Even though Jubilee’s ethnicity was never explored as much as her affinity for neon trench coats, her importance as one of the most iconic Asian American characters in comic books can’t be overstated.
There are couple of other notable characters whose heritage are explicitly unpacked like Armor, Hisako Ichiki, who describes her ability to manifest a psionic exoskeleton around herself as drawing upon the strength of her ancestors. She, like Sunfire (Shiro Yoshida,) are written as being distinctly Japanese, but again, they’re mutants, and Fox currently has a monopoly on anything with an x-gene.
So where does that leave Marvel? Thankfully, with a handful of options other than simply creating new characters to appeal to foreign markets.
Marvel’s Kevin Feige has called crossovers between its movies and television series “inevitable,” and many have assumed that to mean that one day, you might see Daredevil duking it out with the Black Widow. In terms of bringing more characters of Chinese descent to the big screen, though, Agents of S.H.I.E.L.D. is the studio’s best bet.
Where the Avengers films have been tentpole events, Agents of S.H.I.E.L.D’s been slowly building out Marvel’s ground-level world that’s increasingly filled with everyday superhuman threats.

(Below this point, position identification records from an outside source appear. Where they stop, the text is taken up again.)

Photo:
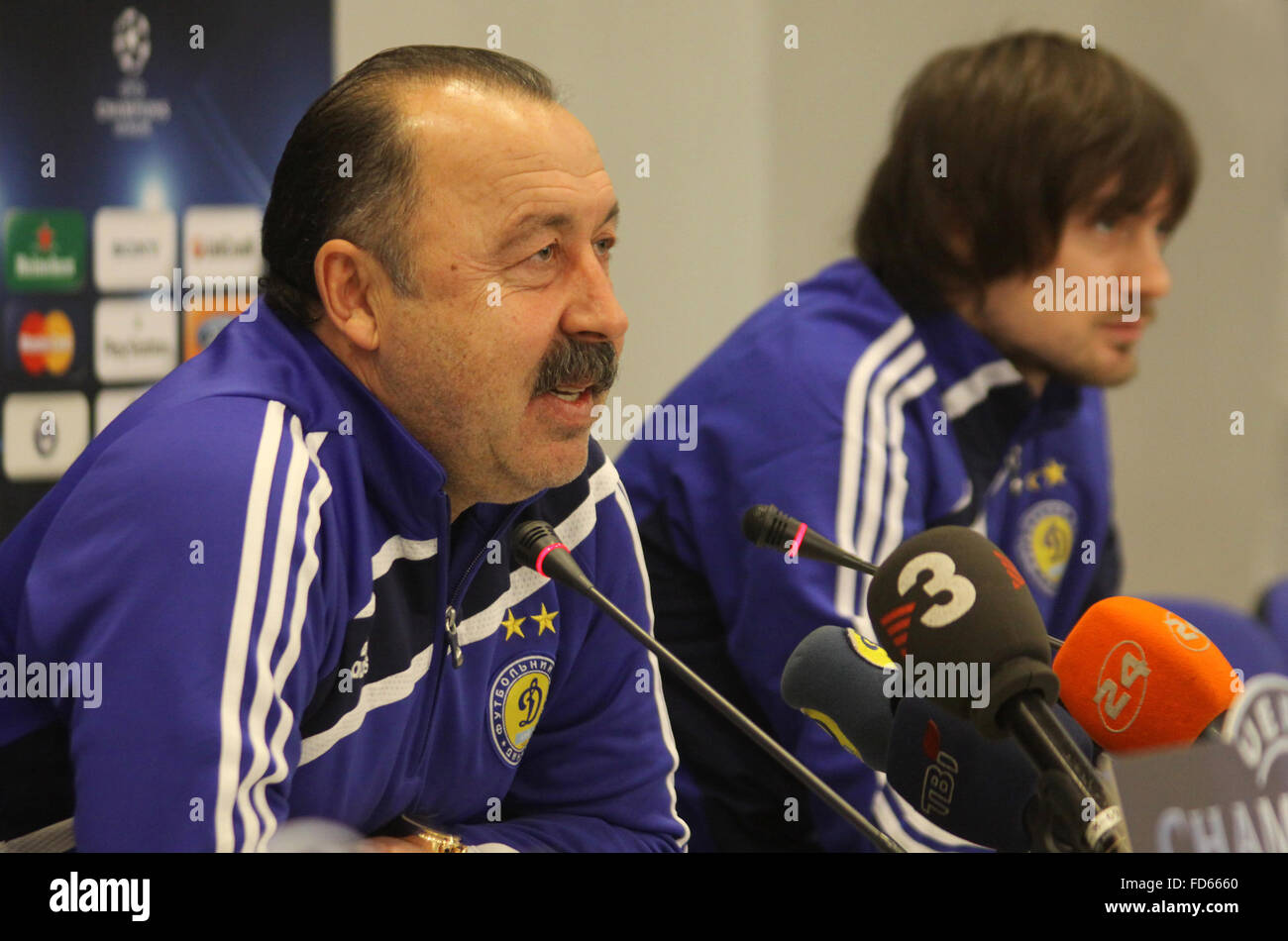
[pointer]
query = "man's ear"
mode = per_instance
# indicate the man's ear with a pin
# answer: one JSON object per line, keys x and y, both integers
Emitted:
{"x": 349, "y": 280}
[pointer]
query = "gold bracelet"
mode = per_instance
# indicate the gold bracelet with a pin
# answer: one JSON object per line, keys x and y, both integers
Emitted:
{"x": 434, "y": 841}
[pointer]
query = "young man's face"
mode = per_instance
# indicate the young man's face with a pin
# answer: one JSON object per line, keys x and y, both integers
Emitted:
{"x": 511, "y": 262}
{"x": 1086, "y": 347}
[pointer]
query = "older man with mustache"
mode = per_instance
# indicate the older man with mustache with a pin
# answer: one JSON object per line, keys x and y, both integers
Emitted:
{"x": 291, "y": 557}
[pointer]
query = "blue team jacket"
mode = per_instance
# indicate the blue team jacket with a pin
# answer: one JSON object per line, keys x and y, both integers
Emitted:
{"x": 870, "y": 426}
{"x": 259, "y": 557}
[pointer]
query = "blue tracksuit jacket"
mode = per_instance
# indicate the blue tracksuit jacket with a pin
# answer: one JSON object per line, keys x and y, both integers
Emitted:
{"x": 870, "y": 426}
{"x": 259, "y": 558}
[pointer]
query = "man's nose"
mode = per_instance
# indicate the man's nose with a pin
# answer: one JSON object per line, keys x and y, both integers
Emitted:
{"x": 1155, "y": 280}
{"x": 592, "y": 313}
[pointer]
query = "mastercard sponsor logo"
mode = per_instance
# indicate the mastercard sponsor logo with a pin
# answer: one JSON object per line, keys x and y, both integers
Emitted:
{"x": 47, "y": 343}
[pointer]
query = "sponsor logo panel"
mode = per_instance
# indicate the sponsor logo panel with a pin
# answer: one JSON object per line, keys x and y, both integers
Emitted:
{"x": 44, "y": 250}
{"x": 133, "y": 342}
{"x": 222, "y": 241}
{"x": 43, "y": 434}
{"x": 132, "y": 246}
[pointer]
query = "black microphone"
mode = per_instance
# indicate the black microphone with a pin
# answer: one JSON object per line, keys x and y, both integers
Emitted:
{"x": 949, "y": 597}
{"x": 535, "y": 544}
{"x": 980, "y": 789}
{"x": 768, "y": 525}
{"x": 838, "y": 679}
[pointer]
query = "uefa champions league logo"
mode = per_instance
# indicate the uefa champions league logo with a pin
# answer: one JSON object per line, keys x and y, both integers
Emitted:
{"x": 132, "y": 42}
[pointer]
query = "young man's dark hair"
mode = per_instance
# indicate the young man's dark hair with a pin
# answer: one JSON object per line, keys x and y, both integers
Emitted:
{"x": 939, "y": 390}
{"x": 374, "y": 205}
{"x": 1029, "y": 127}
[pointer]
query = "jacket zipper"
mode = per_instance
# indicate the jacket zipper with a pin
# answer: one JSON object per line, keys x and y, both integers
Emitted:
{"x": 455, "y": 598}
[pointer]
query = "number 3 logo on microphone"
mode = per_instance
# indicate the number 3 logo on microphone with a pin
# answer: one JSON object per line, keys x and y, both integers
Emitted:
{"x": 943, "y": 576}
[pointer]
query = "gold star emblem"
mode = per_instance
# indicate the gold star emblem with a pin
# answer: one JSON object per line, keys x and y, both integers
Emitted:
{"x": 545, "y": 621}
{"x": 511, "y": 624}
{"x": 1054, "y": 472}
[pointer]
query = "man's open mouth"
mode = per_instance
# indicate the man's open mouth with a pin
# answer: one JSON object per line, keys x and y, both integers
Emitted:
{"x": 568, "y": 393}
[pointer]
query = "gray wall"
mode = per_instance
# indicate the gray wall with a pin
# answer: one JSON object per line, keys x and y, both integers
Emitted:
{"x": 759, "y": 156}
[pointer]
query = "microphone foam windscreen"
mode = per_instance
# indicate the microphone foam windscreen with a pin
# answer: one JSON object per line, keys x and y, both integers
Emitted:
{"x": 1137, "y": 676}
{"x": 836, "y": 678}
{"x": 973, "y": 786}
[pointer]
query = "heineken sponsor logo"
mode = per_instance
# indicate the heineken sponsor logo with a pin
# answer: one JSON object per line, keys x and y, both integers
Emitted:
{"x": 44, "y": 250}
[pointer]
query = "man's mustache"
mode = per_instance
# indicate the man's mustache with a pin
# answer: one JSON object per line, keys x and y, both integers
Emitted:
{"x": 575, "y": 365}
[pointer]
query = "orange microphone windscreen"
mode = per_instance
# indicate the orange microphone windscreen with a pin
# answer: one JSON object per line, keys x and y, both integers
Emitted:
{"x": 1137, "y": 676}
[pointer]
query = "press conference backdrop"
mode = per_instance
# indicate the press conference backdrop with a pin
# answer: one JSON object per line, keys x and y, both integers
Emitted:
{"x": 140, "y": 143}
{"x": 758, "y": 156}
{"x": 739, "y": 158}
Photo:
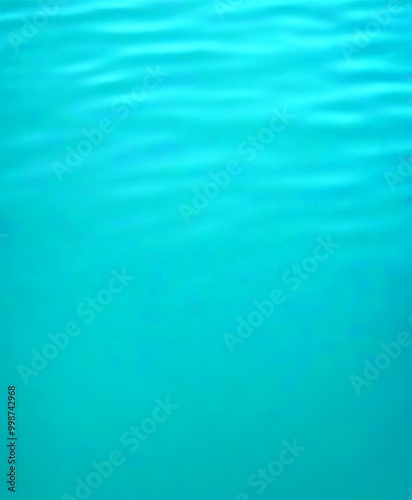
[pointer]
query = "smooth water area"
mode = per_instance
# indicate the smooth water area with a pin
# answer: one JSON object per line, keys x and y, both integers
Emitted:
{"x": 118, "y": 117}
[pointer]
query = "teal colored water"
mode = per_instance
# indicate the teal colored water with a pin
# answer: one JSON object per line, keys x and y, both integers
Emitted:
{"x": 165, "y": 168}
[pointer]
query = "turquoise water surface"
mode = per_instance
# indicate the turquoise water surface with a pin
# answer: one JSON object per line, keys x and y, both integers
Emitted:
{"x": 205, "y": 236}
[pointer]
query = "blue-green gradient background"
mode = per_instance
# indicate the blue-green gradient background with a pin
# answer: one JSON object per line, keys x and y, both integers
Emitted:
{"x": 324, "y": 175}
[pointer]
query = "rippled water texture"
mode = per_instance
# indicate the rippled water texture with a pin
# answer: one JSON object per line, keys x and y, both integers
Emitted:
{"x": 240, "y": 163}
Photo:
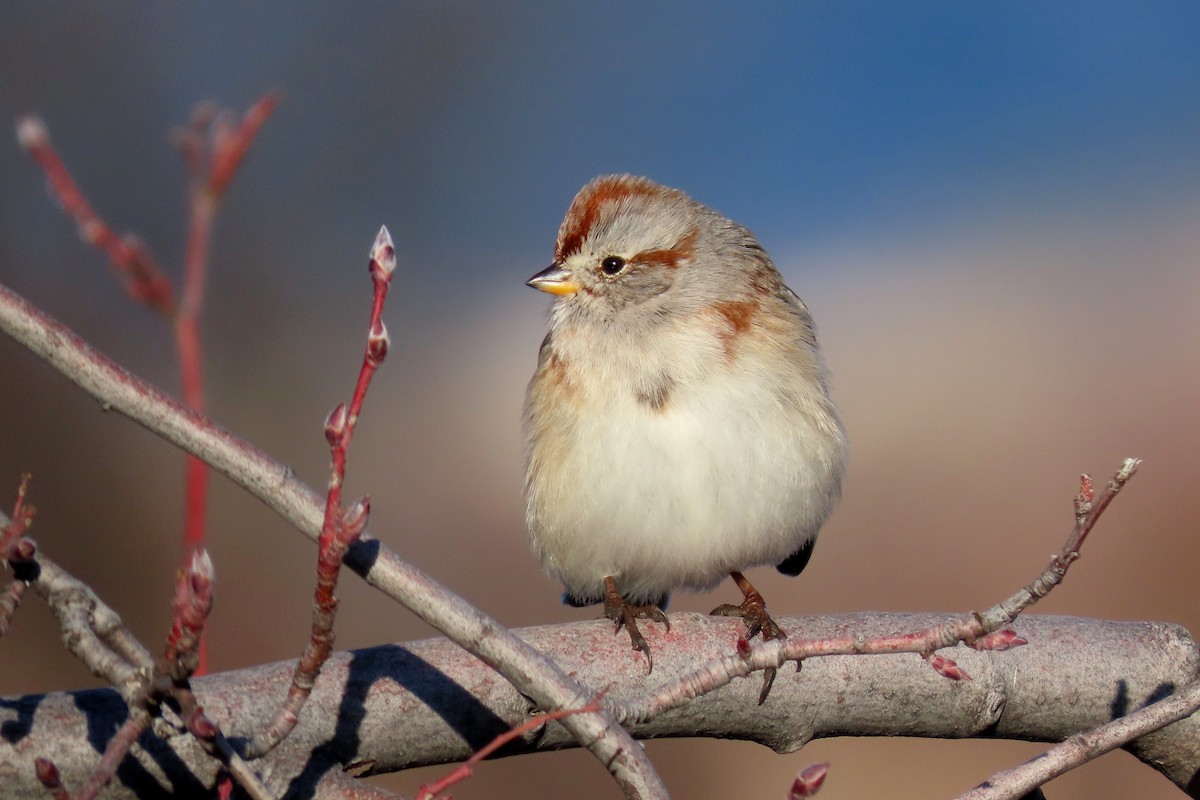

For the last three television seasons, Ming-Na Wen and Chloe Bennet have been playing two of the strongest female protagonists that live inside the broader Marvel Universe as S.H.I.E.L.D. Agents Melinda May and Skye (Daisy) Johnson. Both actresses (and their characters) also happen to be of Chinese descent.
While Clark Gregg’s Agent Phil Coulson has made the leap from the Avengers to Marvel’s weekly ABC show, Agent May’s yet to see any screen time discussing spycraft with Nick Fury. Similarly, it’s unclear how Johnson, a confirmed Inhuman, may fit into Marvel’s upcoming Inhumans film due out in 2020.
But, if Marvel’s as keen on this diversity boost as they say they are, the studio should begin with these two characters.